US global success was based on dollar strength, the productive capacity of the economy, leadership in consumer goods and the American dream. The whole globe bought into US culture and soft-power; Hollywood, Hamburgers, Rock’n’Roll and Coke, all supported by America winning the space race and cold war. China does not “get” soft-power. There is frankly little to attract foreigners to Chinese Surveillance Capitalism or Emperor Xi’s authoritarianism.
But no matter how bad the picture looks, whenever a stock market is so pummelled, or everyone has moved one-way against a particular investment, that is the moment to reconsider. As a famous French general once said: “My centre is giving way, my right is retreating, situation excellent, I am attacking.”
When it comes to China, lace up your buying boots and get ready to buy! Selectively… Very selectively… While the economic tensions are very real, China’s economy is in transition. Some may argue its multiple problems parallel the experience in The West, and to a certain extent that is true. The West will be watching with interest as to how Beijing handles the costs of its aging population. Mature economies struggle – deal with the reality:
- China faces slowdown.
- It’s an authoritarian state, corruption handicaps the economy, which suffers economic inefficiency as a result.
- The absence of reliable and transparent economic data makes prediction and investment difficult.
- It is a nation of over one-billion consumers.

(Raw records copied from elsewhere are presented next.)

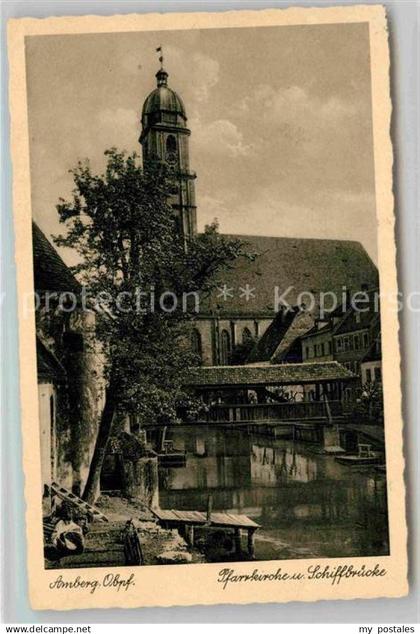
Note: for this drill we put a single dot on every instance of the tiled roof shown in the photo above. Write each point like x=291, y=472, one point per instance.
x=48, y=366
x=50, y=272
x=285, y=328
x=301, y=264
x=253, y=375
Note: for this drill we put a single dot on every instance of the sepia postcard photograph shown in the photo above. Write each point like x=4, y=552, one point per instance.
x=210, y=374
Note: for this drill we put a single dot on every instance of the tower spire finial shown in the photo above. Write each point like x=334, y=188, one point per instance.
x=160, y=50
x=161, y=75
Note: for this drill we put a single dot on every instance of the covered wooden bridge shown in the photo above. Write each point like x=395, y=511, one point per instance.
x=272, y=393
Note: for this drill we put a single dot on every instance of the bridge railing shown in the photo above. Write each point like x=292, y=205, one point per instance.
x=300, y=410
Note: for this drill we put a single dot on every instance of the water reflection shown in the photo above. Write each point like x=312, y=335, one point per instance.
x=308, y=504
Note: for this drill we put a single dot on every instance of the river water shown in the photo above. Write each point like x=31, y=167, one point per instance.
x=307, y=504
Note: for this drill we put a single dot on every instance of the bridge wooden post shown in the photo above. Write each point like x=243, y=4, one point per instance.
x=237, y=534
x=251, y=544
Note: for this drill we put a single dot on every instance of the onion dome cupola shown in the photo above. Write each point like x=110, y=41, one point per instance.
x=165, y=139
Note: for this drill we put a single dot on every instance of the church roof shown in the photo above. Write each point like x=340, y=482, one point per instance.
x=50, y=272
x=294, y=266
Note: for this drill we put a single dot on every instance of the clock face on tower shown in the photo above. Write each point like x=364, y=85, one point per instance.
x=171, y=157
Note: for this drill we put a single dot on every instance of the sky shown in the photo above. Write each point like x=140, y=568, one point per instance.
x=280, y=119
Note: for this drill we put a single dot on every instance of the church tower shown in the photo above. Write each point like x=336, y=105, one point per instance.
x=165, y=138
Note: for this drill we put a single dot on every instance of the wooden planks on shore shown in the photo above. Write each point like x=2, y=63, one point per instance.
x=197, y=518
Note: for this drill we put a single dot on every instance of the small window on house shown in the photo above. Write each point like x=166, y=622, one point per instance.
x=246, y=335
x=196, y=343
x=171, y=143
x=224, y=347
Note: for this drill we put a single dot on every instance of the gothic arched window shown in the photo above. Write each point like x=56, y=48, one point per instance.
x=171, y=143
x=196, y=344
x=224, y=347
x=246, y=335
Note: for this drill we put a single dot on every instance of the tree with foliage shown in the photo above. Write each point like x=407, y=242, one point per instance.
x=133, y=261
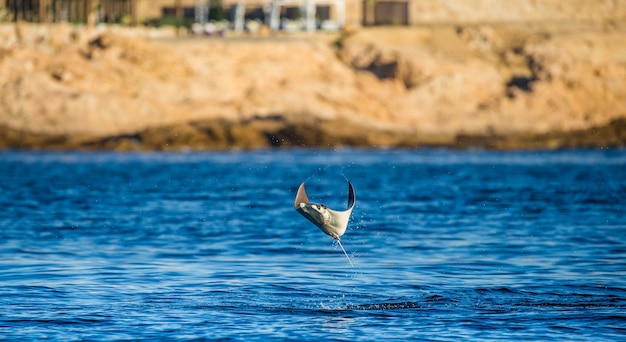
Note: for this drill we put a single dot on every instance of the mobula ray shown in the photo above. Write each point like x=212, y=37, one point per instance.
x=331, y=222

- It will not implode overnight.
Deal with these, and remember one of my key market mantras: “Things are never as bad as one fears, but never as good as one hopes.”

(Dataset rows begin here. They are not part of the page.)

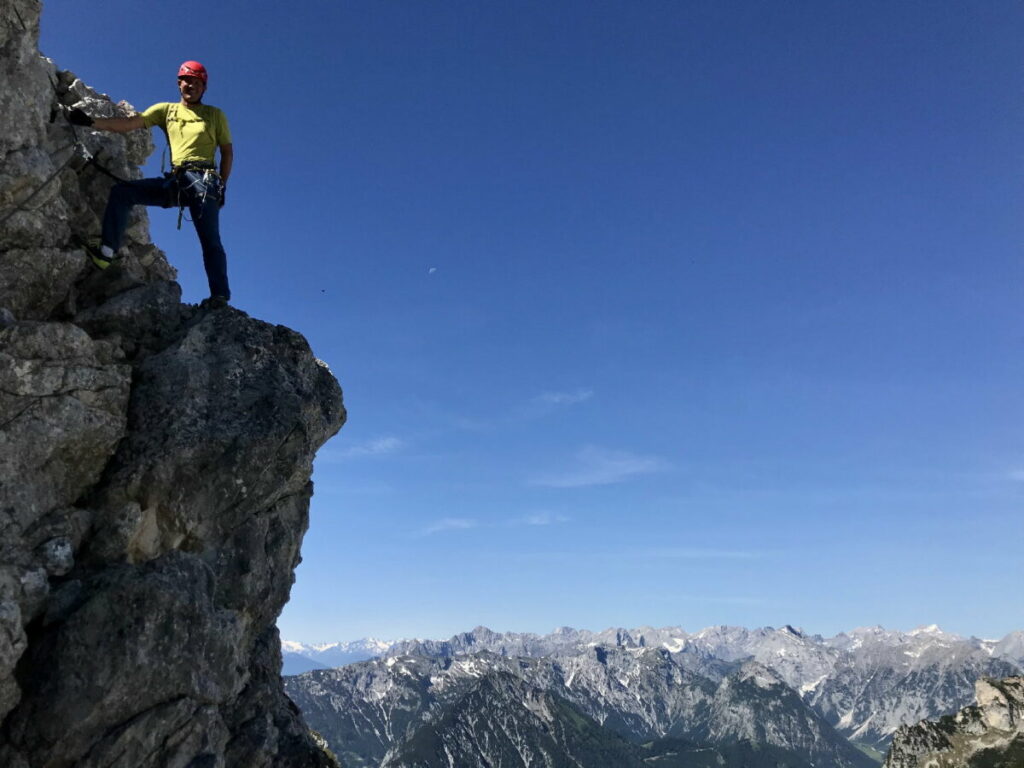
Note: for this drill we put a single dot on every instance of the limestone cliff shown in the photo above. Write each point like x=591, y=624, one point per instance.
x=155, y=464
x=988, y=734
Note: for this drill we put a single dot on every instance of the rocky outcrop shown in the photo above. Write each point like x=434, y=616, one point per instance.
x=988, y=734
x=155, y=464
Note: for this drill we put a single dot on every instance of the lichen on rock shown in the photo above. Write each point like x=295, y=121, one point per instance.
x=155, y=471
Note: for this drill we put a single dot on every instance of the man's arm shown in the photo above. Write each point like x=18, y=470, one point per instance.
x=226, y=160
x=119, y=125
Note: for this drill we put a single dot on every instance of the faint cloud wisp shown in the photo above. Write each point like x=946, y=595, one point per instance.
x=450, y=523
x=596, y=466
x=541, y=518
x=563, y=398
x=376, y=446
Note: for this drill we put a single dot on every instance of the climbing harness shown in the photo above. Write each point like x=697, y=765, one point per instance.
x=206, y=181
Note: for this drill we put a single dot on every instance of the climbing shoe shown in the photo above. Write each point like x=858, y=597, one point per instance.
x=214, y=302
x=101, y=255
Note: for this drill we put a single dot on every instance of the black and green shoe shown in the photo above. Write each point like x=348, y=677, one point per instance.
x=93, y=247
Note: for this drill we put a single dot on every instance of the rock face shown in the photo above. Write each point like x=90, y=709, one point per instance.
x=988, y=734
x=155, y=464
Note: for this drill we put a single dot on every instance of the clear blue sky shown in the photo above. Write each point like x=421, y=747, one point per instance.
x=646, y=312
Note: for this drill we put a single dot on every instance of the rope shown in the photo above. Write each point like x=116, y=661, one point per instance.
x=20, y=206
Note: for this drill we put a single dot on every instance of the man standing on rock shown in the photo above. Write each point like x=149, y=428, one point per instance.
x=195, y=131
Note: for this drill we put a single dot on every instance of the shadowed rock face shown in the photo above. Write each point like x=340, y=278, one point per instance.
x=155, y=464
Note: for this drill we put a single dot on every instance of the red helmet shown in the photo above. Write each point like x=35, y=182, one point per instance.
x=193, y=70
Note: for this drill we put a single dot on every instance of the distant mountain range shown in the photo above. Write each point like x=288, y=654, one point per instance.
x=715, y=694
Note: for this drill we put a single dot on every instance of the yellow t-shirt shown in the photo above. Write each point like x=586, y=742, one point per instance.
x=194, y=134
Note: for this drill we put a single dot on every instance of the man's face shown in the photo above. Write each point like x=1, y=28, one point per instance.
x=192, y=89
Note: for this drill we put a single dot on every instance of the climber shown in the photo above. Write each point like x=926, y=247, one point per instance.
x=195, y=131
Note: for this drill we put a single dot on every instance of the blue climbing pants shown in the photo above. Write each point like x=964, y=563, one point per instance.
x=200, y=192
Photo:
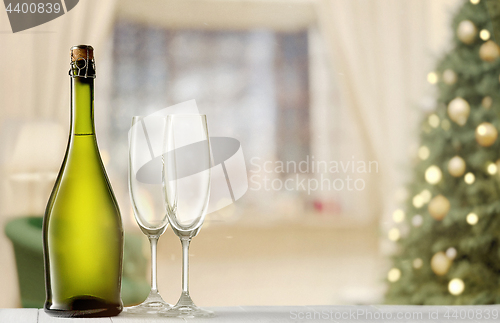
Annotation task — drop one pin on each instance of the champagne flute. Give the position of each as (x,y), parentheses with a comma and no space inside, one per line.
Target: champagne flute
(186,183)
(146,193)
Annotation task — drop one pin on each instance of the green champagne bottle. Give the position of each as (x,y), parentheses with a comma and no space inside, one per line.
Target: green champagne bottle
(82,230)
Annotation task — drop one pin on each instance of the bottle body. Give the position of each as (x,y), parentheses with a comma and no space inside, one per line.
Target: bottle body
(83,233)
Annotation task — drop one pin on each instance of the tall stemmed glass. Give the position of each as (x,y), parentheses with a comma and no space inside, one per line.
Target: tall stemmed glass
(186,182)
(146,193)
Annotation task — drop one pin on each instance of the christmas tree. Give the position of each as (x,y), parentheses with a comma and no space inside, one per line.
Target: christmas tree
(448,233)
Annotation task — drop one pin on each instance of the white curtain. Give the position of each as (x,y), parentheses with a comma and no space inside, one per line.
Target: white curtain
(381,52)
(34,95)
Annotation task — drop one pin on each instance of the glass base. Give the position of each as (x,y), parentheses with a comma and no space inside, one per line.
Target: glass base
(185,308)
(153,304)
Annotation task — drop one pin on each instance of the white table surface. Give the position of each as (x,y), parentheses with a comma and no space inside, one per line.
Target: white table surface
(374,313)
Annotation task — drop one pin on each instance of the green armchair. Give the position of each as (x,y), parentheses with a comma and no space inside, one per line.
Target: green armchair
(26,236)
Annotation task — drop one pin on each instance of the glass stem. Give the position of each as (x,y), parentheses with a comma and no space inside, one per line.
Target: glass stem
(153,241)
(185,265)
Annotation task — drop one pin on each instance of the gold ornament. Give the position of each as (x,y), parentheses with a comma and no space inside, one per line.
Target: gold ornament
(487,102)
(433,175)
(484,34)
(486,134)
(451,253)
(456,286)
(472,218)
(449,77)
(456,166)
(469,178)
(489,51)
(440,263)
(458,110)
(467,32)
(438,207)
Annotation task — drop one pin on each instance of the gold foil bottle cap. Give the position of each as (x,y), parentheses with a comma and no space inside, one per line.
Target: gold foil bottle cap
(82,51)
(82,61)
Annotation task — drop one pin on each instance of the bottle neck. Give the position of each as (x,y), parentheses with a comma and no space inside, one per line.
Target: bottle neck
(82,106)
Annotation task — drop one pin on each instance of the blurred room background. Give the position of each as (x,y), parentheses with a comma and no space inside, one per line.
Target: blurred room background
(292,80)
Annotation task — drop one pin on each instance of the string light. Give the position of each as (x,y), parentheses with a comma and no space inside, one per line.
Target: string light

The economic upside for China is two-fold:
- China’s manufacturing export engine is not about to suddenly stop. It will remain the “cheapest to deliver” manufacturer servicing markets around the globe, enhanced by Belt and Road inputs into Africa and elsewhere. Over time, Chinese manufactures will find their cheap prices are no longer a moat against competition; but the speed at which that happens really depends on how much faster other, perhaps more nimble, Asian economies develop and raise the imbedded value of their products.
- China’s internal economy is well into its own transition towards a more consumer driven, service orientated economy. They can’t ignore one-billion consumers. China’s internal infrastructure of fast rail, road and air-links should ensure an efficient internal market is sustained, based around online sales and working.
The trick will be picking the winners and losers, identifying Chinese and International stocks likely to benefit from however the new China economy emerges. I would remain very suspicious of state firms. China will not be so different from other mature economies; a large middle class and a top-tier will continue to develop their tastes for foreign holidays and luxury goods. Meanwhile, China’s domestic economy will continue to favour its domestic mega-techs, while possibly remaining critical in global trends, like TikTok.
A final point to consider is the geopolitical risk China does a Russia and makes itself a pariah state by invading Taiwan, perhaps to distract from rising internal tensions or to cement Xi’s strongman reputation. That’s unlikely; the Chinese are far more considered, cunning and smarter than the Russians. Sun Tzu makes two points that are relevant:
- “Excellent consists of breaking the enemy’s resistance without fighting.”
- “Victory goes to the army who has better trained officers and men.”
Watching the failure of Russia in Ukraine, and acutely aware the People’s Army follows similar tactical doctrine, and is similarly equipped, will give Xi pause.